Propose change and create Byline event (proposed).
Run sandbox verification and both gates (tested).
Deploy to shadow (no user impact, full telemetry comparison).
Deploy canary-1 (5% agent population).
Deploy canary-2 (25% agent population).
Promote to full population only if SLOs hold at each stage.

Rollback and kill-switch policy¶

Automatic rollback triggers (relative to rolling baseline):

Toxicity increases by >= 15% for 3 consecutive windows.
Collusion proxy increases by >= 20% for 2 consecutive windows.
Instability increases by >= 25% in any window.
Any policy-attestation mismatch or missing provenance event.

Kill-switch behavior:

stop new promotions immediately
freeze self-modification for affected tier/population
route incident to human review queue

Layer 4: Runtime mutability envelope¶

Allowed mutable surfaces (with checks):

skills
workflows
prompts/templates
memory entries/schemas
non-critical configuration

Denied direct mutation:

governance policy bundle
provenance storage and integrity chain logic
compositional monitor thresholds/rules
auth, key custody, and isolation controls

All allowed mutations must pass capability-diff checks to prevent indirect privilege expansion.

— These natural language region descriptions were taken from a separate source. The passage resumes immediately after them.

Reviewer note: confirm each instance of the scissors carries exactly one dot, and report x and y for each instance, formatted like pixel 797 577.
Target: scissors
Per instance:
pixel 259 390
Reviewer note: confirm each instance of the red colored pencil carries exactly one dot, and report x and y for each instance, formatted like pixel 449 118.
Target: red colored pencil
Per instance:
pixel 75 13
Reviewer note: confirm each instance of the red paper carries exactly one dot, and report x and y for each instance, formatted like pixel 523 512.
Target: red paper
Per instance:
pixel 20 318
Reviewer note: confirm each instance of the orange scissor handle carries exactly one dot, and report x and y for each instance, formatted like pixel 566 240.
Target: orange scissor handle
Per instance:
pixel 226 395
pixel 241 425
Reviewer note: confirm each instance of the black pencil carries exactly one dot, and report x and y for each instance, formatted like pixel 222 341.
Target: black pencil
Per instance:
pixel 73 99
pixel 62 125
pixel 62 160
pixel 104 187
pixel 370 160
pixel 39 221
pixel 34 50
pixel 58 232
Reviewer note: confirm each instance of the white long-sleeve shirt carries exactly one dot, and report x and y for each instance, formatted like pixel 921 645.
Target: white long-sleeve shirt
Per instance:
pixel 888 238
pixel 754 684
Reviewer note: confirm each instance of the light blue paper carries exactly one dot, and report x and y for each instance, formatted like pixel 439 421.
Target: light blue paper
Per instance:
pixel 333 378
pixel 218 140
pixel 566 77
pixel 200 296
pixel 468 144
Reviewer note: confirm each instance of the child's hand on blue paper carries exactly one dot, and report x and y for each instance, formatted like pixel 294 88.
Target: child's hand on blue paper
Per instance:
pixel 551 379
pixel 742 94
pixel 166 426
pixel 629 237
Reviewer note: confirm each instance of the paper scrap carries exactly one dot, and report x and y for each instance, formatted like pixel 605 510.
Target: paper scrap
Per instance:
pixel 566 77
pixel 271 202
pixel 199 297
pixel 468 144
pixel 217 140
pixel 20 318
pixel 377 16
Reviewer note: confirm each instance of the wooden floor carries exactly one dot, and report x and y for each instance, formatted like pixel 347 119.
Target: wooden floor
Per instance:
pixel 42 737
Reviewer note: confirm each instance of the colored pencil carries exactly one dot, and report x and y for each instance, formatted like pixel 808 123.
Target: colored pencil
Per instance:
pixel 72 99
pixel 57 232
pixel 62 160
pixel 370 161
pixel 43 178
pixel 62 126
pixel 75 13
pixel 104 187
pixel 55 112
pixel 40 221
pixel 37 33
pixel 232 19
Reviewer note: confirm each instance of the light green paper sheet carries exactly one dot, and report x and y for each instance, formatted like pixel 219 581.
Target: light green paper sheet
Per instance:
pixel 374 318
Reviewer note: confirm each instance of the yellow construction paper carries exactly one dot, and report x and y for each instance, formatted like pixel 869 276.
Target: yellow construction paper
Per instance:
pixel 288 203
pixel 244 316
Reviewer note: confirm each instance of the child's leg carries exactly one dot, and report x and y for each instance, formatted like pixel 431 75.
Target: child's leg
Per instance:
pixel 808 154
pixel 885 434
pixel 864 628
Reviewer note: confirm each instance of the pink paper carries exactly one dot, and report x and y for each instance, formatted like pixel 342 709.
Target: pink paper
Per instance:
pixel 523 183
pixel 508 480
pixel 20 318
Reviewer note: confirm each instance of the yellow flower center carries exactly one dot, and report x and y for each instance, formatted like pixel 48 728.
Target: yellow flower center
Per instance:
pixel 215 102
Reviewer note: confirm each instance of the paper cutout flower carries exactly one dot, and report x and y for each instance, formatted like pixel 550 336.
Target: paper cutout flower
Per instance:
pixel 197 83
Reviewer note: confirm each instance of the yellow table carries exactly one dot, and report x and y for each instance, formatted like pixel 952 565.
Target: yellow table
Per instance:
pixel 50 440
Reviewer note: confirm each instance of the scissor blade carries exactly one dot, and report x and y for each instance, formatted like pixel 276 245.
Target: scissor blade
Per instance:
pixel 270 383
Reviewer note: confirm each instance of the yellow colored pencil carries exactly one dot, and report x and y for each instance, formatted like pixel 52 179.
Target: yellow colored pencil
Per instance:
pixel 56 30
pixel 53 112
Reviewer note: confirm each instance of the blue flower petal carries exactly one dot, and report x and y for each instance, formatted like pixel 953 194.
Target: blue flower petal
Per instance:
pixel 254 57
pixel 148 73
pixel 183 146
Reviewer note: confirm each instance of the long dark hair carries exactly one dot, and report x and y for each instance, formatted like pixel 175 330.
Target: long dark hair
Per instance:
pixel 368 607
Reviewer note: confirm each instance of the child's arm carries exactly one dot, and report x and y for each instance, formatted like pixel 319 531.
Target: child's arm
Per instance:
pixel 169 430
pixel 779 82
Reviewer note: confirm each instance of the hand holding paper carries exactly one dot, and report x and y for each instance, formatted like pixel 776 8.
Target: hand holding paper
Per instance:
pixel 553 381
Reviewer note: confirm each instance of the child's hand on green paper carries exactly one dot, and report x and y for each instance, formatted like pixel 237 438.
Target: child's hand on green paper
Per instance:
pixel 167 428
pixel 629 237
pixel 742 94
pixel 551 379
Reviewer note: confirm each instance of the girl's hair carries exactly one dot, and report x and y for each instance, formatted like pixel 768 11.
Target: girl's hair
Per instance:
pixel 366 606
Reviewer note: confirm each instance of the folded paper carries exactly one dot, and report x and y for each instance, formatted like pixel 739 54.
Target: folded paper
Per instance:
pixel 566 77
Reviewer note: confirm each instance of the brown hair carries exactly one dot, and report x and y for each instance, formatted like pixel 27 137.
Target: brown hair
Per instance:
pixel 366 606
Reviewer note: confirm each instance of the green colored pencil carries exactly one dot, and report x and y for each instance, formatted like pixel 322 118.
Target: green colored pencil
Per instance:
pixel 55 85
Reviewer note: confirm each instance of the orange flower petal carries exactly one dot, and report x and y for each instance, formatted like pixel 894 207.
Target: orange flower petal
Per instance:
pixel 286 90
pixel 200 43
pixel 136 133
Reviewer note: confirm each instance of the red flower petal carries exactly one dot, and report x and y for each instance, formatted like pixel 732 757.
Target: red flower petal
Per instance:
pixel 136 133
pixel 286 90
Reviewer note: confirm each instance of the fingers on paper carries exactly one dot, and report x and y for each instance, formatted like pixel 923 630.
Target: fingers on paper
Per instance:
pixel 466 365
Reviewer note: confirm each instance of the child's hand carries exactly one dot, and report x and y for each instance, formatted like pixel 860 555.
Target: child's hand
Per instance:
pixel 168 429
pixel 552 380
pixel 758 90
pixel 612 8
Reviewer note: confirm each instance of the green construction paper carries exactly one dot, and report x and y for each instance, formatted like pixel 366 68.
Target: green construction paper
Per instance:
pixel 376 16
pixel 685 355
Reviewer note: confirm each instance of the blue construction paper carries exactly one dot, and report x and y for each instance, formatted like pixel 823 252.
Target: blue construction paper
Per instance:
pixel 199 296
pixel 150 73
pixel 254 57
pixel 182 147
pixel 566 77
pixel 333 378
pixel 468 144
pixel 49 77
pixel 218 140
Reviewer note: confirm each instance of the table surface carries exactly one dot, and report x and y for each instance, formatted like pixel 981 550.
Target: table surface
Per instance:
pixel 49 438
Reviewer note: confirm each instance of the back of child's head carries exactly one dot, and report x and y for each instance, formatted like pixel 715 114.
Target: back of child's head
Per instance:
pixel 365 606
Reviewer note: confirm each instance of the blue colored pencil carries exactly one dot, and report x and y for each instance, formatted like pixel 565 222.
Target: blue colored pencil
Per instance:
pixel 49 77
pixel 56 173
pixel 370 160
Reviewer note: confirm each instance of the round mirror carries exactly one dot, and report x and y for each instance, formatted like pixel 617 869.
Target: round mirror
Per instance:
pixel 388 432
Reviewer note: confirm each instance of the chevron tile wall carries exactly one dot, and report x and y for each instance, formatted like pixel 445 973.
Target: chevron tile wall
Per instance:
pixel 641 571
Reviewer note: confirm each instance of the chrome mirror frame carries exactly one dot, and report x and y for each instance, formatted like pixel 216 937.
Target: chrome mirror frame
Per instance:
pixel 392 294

Quantitative rollout exit criteria¶

Use phase exits based on measurable criteria, not only calendar time.

Provenance foundation
99.9% of modification events have complete required fields
0 broken hash-chain links across 30-day soak
Self-fork + constitutional gate
= 95% deterministic replay success for sampled events
< 2% false reject rate on known-safe benchmark changes
Compositional monitor
Detect >= 90% of seeded collusion/drift scenarios
< 5% false alarm rate in baseline runs
Closed-loop governance
Mean time to rollback < 10 minutes for triggered incidents
No unresolved critical incident older than 24 hours

Minimal SWARM experiment plan¶

Baseline: no self-modification.
Arm A: self-modification with constitutional gate only.
Arm B: constitutional + Two-Gate + staged rollout.

Evaluate:

promotion rate by tier
rejection/rollback rate
toxicity, collusion proxy, welfare, instability deltas
incident response latency (detection to rollback)

Pre-register thresholds and seeds so comparisons are reproducible.